As a high school student currently in the midst of applying to colleges, I agree that it can be overwhelming to be bombarded with more colleges to your already overwhelming long list of colleges; after a while, it seems that they all begin to blend together. However, the application process also opens my eyes to possibilities I never thought I would consider -- and one of those possibilities is that of attending a women’s college.
I had never even given women’s colleges a second glance until one of my friends announced that she would be attending Wellesley in the fall: most famously known as Hillary Clinton’s alma mater. With my interest piqued, I began researching the world of women’s colleges with hesitancy. What about getting the whole college experience?
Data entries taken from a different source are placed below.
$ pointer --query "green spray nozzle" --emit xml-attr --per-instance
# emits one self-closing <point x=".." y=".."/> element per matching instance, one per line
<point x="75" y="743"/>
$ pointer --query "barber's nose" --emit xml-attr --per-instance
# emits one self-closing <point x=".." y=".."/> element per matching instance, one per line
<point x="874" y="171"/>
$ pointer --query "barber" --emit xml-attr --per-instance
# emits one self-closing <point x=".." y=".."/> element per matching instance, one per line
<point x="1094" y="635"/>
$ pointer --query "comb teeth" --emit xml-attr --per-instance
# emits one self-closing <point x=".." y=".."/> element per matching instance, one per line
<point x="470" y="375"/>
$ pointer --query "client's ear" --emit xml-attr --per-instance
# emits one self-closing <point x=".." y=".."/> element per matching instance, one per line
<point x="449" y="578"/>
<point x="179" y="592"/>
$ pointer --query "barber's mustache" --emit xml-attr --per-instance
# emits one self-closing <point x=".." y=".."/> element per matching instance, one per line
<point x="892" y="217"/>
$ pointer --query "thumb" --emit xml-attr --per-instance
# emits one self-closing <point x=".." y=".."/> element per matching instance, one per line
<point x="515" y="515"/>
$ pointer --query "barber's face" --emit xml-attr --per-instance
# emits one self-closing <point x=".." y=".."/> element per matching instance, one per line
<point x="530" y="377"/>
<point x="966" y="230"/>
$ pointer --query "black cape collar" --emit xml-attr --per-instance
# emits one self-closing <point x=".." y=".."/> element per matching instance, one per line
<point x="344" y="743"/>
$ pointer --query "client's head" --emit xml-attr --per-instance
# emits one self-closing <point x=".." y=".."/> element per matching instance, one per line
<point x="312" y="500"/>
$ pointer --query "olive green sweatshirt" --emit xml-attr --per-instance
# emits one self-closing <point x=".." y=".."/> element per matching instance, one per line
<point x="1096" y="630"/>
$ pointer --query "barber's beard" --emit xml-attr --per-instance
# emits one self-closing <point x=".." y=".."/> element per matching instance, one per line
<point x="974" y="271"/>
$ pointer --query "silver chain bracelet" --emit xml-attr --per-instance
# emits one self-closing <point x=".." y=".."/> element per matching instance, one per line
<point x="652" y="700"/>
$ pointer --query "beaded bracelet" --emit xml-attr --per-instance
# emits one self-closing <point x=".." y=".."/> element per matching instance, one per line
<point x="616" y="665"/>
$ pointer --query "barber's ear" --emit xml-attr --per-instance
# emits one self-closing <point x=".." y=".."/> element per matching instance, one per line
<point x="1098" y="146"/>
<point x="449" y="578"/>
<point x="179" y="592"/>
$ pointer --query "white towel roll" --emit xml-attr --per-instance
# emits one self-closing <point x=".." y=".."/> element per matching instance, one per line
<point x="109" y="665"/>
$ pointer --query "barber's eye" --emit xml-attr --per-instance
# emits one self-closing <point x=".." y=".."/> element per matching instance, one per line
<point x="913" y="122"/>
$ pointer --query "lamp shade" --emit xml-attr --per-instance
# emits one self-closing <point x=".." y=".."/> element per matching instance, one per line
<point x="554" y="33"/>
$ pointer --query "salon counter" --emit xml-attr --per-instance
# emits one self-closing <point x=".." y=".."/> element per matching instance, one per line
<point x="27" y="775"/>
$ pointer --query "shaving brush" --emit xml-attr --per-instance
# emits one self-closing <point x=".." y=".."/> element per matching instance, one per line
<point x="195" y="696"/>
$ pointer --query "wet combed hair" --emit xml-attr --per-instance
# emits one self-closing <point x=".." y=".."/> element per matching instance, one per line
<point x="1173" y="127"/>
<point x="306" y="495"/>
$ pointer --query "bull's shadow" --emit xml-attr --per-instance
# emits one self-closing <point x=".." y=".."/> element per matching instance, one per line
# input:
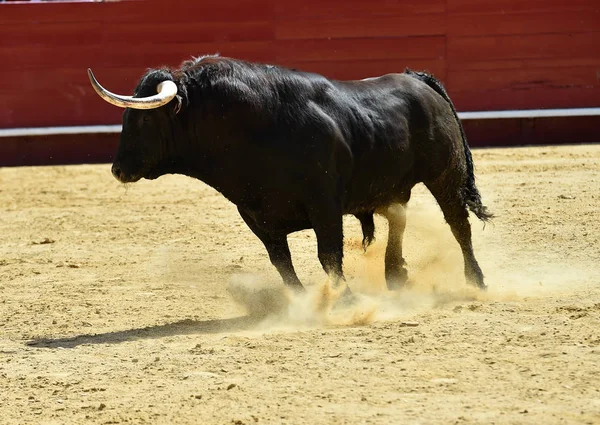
<point x="183" y="327"/>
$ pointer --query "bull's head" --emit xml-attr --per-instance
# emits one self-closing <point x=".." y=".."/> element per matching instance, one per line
<point x="147" y="126"/>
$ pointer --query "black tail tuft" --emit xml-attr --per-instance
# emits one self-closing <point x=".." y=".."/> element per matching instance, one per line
<point x="470" y="194"/>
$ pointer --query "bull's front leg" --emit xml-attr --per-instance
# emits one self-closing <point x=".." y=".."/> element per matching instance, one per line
<point x="279" y="252"/>
<point x="326" y="220"/>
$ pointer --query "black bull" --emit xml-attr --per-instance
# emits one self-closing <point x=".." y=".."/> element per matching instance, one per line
<point x="294" y="150"/>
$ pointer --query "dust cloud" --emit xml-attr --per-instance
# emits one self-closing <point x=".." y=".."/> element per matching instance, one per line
<point x="436" y="279"/>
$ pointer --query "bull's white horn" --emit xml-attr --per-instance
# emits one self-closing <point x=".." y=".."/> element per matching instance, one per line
<point x="166" y="91"/>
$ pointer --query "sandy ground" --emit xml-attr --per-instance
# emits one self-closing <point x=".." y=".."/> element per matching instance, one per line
<point x="130" y="305"/>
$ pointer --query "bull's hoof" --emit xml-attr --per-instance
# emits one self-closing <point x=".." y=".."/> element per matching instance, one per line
<point x="396" y="280"/>
<point x="347" y="298"/>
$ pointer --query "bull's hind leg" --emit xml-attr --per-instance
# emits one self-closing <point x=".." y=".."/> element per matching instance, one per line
<point x="368" y="228"/>
<point x="326" y="220"/>
<point x="395" y="266"/>
<point x="279" y="252"/>
<point x="457" y="216"/>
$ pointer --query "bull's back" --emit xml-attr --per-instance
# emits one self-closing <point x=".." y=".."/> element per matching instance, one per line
<point x="387" y="144"/>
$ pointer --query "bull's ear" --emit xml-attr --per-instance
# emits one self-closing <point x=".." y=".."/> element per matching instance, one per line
<point x="178" y="104"/>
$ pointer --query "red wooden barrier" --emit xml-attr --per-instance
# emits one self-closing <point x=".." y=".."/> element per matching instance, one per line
<point x="505" y="54"/>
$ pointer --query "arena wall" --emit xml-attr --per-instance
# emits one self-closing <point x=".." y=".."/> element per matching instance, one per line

And more importantly, how could I flourish in a male-dominated world, in the male-dominated fields of journalism and political science, if I grew accustomed to only being in female-dominated environments?
Women’s colleges produce the most female executives, political figures, and overall “first women" in many fields -- and it’s no coincidence. Nancy Pelosi, the first female Speaker of the House, graduated from Trinity College, Madeline Albright, the first woman Secretary of State, graduated from Wellesley College, and Drew Faust, the first woman president of Harvard University, graduated from Bryn Mawr -- to name a few. But what is the connection between women’s colleges and successful women?
Entirely women’s colleges produce more female leaders than coeducational environments because they create an incomparable atmosphere of female environment. As all leadership positions in clubs and student activities are occupied by women, students who attend women’s colleges are given the confidence to take initiative and achieve their leadership potentials -- a confidence they are not given in coeducational environments as the majority of these positions are filled by male students.
Along with this, women who attend women’s colleges thrive in male dominated majors whereas women beginning college in these majors often drop out before earning their degree in that field. For example, women are more likely to stick with majors in mathematics and hard sciences in a women’s college than in a coed college as these majors are predominantly made up of men in coed colleges.
Along with this, many women’s colleges are smaller in size as many of them are liberal arts in nature, making it easier to establish connections with professors and stand out in the classroom.
Women have the capability to be successful anywhere, women’s college or coed. However, women’s colleges provide women with an environment of female empowerment that has proved effective for many powerful women throughout history. The fact that a college is women only should not be a deterrent from attending a school, but instead a plus side.